I'm designing another Silicon Photomultiplier circuit. Right now, it is in the theoretical stage. My team and I have made numerous circuits, and the basic template is below:
Below are some links to the main parts used:
The amplifier is the Texas Instruments OPA656 op amp. It contains a slew rate of 295 V/µs and a bandwidth of 500 MHz.
The Silicon Photomultiplier (SiPM) is a SensL MicroFJ-60035-TSV, the 6 mm version. It contains a PDE of 51%, and it has a gain of 5.3*10^6 from the anode to the cathode, and a typical dark current of 4.1 µA, with a rise time of 300 ps, and a max current limit of 15 mA.
The resistors and capacitors can be adjusted as needed, but this is what my team is working with so far. We have two channels, each independent of each other in this configuration, and the team is trying to measure coincidences between the two. Now, my training is as an electrical engineer, not a nuclear engineer, so this is all new to me, but from what the team has told me briefly, between measuring the time between the two detectors, we are getting around 400 ps. Now, I'm not sure if this is the time difference between the two channels or if this is the rise time of one individual channel, but when I find out more information, I will update this accordingly.
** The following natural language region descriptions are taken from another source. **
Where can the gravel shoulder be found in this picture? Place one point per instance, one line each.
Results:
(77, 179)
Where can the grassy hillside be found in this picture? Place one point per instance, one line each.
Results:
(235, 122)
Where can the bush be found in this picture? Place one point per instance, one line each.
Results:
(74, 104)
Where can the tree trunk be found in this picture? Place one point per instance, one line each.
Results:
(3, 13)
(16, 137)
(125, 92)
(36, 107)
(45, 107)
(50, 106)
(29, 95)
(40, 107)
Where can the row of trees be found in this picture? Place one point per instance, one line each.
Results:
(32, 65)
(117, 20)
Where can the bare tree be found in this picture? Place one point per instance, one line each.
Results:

The timing is good, but because the amplitude was smaller than what we require, we had to use an external amplifier to 'boost' the signal. From what I was told, the external amplifier did not affect the timing, but we can't rely on it forever. Thus, I was wondering what I could do to improve the timing of this circuit while achieving a larger amplitude? We are hoping to try and achieve a coincidence timing of 300 ps.
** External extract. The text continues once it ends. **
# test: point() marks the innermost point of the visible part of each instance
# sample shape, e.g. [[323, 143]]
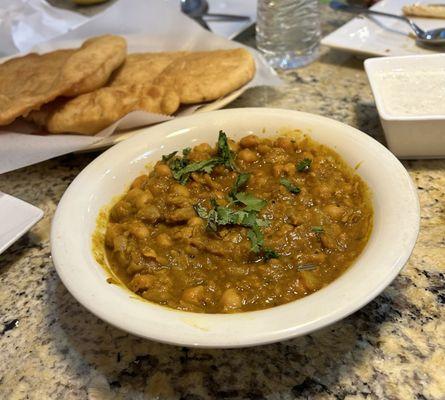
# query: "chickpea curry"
[[239, 226]]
The amplitude can be adjusted by adjusting R1 and C1, so I'm not entirely concerned about that. The one thing that I don't really know how to adjust is the speed. My first thought was to switch out the OPA656 for another amplifier with a faster slew rate, but it feels like just swapping it out might not be enough. Obviously, there are other considerations to take into account when picking a new amplifier, but how can I pick a better one taking into account the parameters of the op amp? If we're talking about just the schematic below, putting aside the board layout for now, what else can I do for the timing?
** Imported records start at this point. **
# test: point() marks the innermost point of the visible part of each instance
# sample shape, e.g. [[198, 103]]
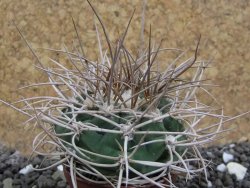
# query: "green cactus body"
[[107, 143]]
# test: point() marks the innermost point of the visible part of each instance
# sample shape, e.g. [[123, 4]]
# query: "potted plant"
[[120, 121]]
EDIT: My team gave me some values for what they want out of this circuit, so I added them below, and I also adjusted the circuit to showcase the current board schematic. I apologize for not making it clearer, but with the current comments they gave me, I felt it was imperative that I highlight the change.
Currently, our board uses a single set of power supplies (-30 V, +5V, -5V, and GND) to power the entire board. This is shared amongst all SiPMs and op-amps with just one set of decoupling capacitors. For the next design, I'll make sure to power them independently of each other.
We achieved a signal rise time of 6.5 to 9 ns using a 25 ohm resistor. Initially, our feedback resistor was 470 ohms, and while that provided a high gain, it was too slow for our needs. We played around with various feedback resistor values, and we found that 25 ohms gave a really fast time. However, the issue with this value is that the gain is very low, with the max amplitude being around 160 mV, so we needed a second amplification which was done through a NIM module. For my next design, we would like to keep the timing as low as possible while hopefully achieving a 600-850 mV output voltage, a rough gain of 5.5x, so that we can take advantage of the dynamic range of our ADCs. What would be the best way to go about this, keeping the speed the same while increasing gain? Assuming that we power each channel independently in the future, the only other major change I can think of is swapping out the op-amp for another one with faster slew rate and step time.